Vielleicht sieht ein Nebengeselle, wie er fiebert, wie er schlottert, heißt ihn heim ins Kosthaus gehen. Dort achtet sich niemand seiner; wie er wankt die Treppe hinauf, bemerkt niemand, wenn auch viele ihn sehen, denn seiner achtet man sich nicht; der Fünffrankentaler Kostgeld, den er zahlt, der nur gilt was hier im Hause! Beim Essen fragt vielleicht der Nebengeselle, ob der Nassauer oder der Hanauer oder der Moldauer nach Hause gekommen, und wie es ihm ergehe. Dann weiß niemand was von ihm, und geht man hinauf in die Kammer, so findet man ihn vom Fieber geschüttelt, halb verschmachtet oder bewußtlos. Da war keine Großmutter, welche dem lieben Kinde nachsah, nachtrappte, nachtrug was sie ihm gut glaubte. Nun ist so ein Anfall oft vorübergehend, am andern Morgen ist alles wieder gut, am Leibe nämlich, aber in der Seele setzt sich denn doch, wenn nicht eine gewisse Bitterkeit, so doch das Gefühl fest, daß jeder für sich selbst zu sehen und zu sorgen habe, der Geist der Liebe weicht, der Kannibal der Selbstsucht setzt sich fest im auf sich selbst angewiesenen Menschen.

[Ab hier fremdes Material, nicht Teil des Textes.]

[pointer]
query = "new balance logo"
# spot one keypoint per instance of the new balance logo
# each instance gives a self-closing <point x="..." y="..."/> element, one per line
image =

An vielen Orten hat man Krankenkassen, es ist recht schön, aber Krankenkassen sind keine Menschen mit warmen Herzen, sie haben nur kaltes Geld, höchstens gewärmte Betten. Wird aber ein Mensch krank in der Fremde, so wird auch sein Herz krank, und für ein krankes Herz gibt es kein Heilmittel als ein warmes, teilnehmend Herz.

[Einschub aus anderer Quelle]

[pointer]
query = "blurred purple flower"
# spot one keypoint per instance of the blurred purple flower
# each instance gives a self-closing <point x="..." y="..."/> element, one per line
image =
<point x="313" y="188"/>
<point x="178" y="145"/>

Wir wollen nicht sagen, daß es Jakob gar übel an Leib und Leben ging in Basel. Wenn ihn auch zuweilen Hemden und Knöpfe wild machten, und ein Fieberchen ihm die Zähne klappern ließ, so ging es doch nicht bis ans Leben, ja selten eigentlich an den Appetit, welcher zumeist recht munter blieb. Er trug bloß eine Krankheit davon, er erkältete sich das Herz, und das ist hundertmal ärger, als wenn man sich Füße, Kopf und über und über die ganze Haut erkältet. Unsere Erde wird alle Tage älter, und wie die Gelehrten sagen, kühlt sie sich immer mehr ab auf der Oberfläche, so daß es ganz sittig und manierlich auf ihr zugeht, während in frühern Zeiten auf ihr lauter Saus und Braus war und ein wilder, ausschweifender Jugendtaumel, daß ein vernünftiger, gesetzter Mensch kaum sicher war auf ihr. Aber ihr Herz bleibt heiß, glüht fort und fort in allerheißester Glut, und diese Glut des Herzens erhält die Erde, bewahrt ihre Fruchtbarkeit, bereitet uns das milde, liebe Wohnen auf der alten, guten Mutter. So soll es auch beim Menschen sein. Das Haar wird grau, steif werden die Beine, langsamer bewegen sich die Glieder, langsamer rollt das Blut durch die Adern, aber warm soll das Herz bleiben, feurig in der Liebe, und schöner ist wohl nichts auf Erden als ein grau Haupt über einem warmer Liebe vollem Herzen. Aber bös wirds, wo das Herz erkaltet, während die Sinne glühen; wie schön auch die Locken um das Haupt flattern mögen, wüst wird doch das Tun, ein bös Leben gestaltet sich, und ein gräßlich, kalt Grab wartet am Ende dem schon hier erkalteten Herzen.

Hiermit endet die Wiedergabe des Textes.